Intervento dei creditori

Al procedimento esecutivo avviato dal creditore procedente possono prendere parte altri creditori. L’art. 499 c.p.c disciplina i requisiti per l’intervento, stabilendo che possono intervenire i titolari di un credito fondato su un titolo esecutivo, coloro che hanno eseguito un sequestro e i creditori pignoratizi il cui diritto risulta da pubblici registri o da scritture contabili.

Vendita dei beni

La vendita dei beni pignorati viene eseguita in modi diversi a seconda che siano beni mobili o immobili.

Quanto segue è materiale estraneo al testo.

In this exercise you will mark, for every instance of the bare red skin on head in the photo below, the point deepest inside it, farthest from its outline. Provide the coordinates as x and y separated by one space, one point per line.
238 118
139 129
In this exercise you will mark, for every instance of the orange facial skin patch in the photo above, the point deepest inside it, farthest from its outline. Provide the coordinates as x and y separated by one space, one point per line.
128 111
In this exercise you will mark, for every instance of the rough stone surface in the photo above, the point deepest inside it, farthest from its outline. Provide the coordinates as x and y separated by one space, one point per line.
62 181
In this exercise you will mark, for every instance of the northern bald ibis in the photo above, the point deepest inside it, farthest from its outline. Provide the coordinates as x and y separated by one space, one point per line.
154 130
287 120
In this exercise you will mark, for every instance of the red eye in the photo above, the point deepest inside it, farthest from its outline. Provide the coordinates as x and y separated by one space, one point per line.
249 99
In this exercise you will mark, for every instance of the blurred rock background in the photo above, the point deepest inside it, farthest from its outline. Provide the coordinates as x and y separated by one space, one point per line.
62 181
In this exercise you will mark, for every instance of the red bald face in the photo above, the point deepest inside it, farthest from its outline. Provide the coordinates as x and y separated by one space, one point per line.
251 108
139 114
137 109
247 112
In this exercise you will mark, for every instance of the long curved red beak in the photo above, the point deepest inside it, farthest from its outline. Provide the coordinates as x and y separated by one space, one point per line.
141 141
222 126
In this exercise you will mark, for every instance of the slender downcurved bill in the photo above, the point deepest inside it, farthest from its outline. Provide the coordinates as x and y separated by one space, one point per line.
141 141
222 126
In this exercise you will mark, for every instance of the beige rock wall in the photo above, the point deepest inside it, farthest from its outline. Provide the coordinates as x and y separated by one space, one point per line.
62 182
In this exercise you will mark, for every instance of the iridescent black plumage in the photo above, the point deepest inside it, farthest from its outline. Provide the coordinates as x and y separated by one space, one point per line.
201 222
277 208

La vendita mobiliare, disciplinata dagli articoli 530-538 c.p.c prevede diverse procedure come la vendita senza incanto, a mezzo commissario e all’incanto. Il giudice dell’esecuzione, se la vendita deve essere fatta all’incanto, può affidarne l’esecuzione a un cancelliere, a un ufficiale giudiziario, a un istituto autorizzato, a un notaio, ma anche a un avvocato o a un commercialista.

La vendita immobiliare, disciplinata dagli articoli 569-587 c.p.c, può avvenire mediante asta giudiziaria o nella forma della vendita diretta, come previsto dall’articolo 568 c.p.c, su istanza del debitore a un prezzo inferiore a quello indicato nella relazione di stima. L’ultimo correttivo ha sancito la decadenza dell’aggiudicatario, con incameramento della cauzione e nuovo incanto, in caso di mancato versamento prezzo e di mancata dichiarazione di cui all’art. 585 c.p.c. Il tutto al fine di consentire controlli previsti dalla normativa antiriciclaggio.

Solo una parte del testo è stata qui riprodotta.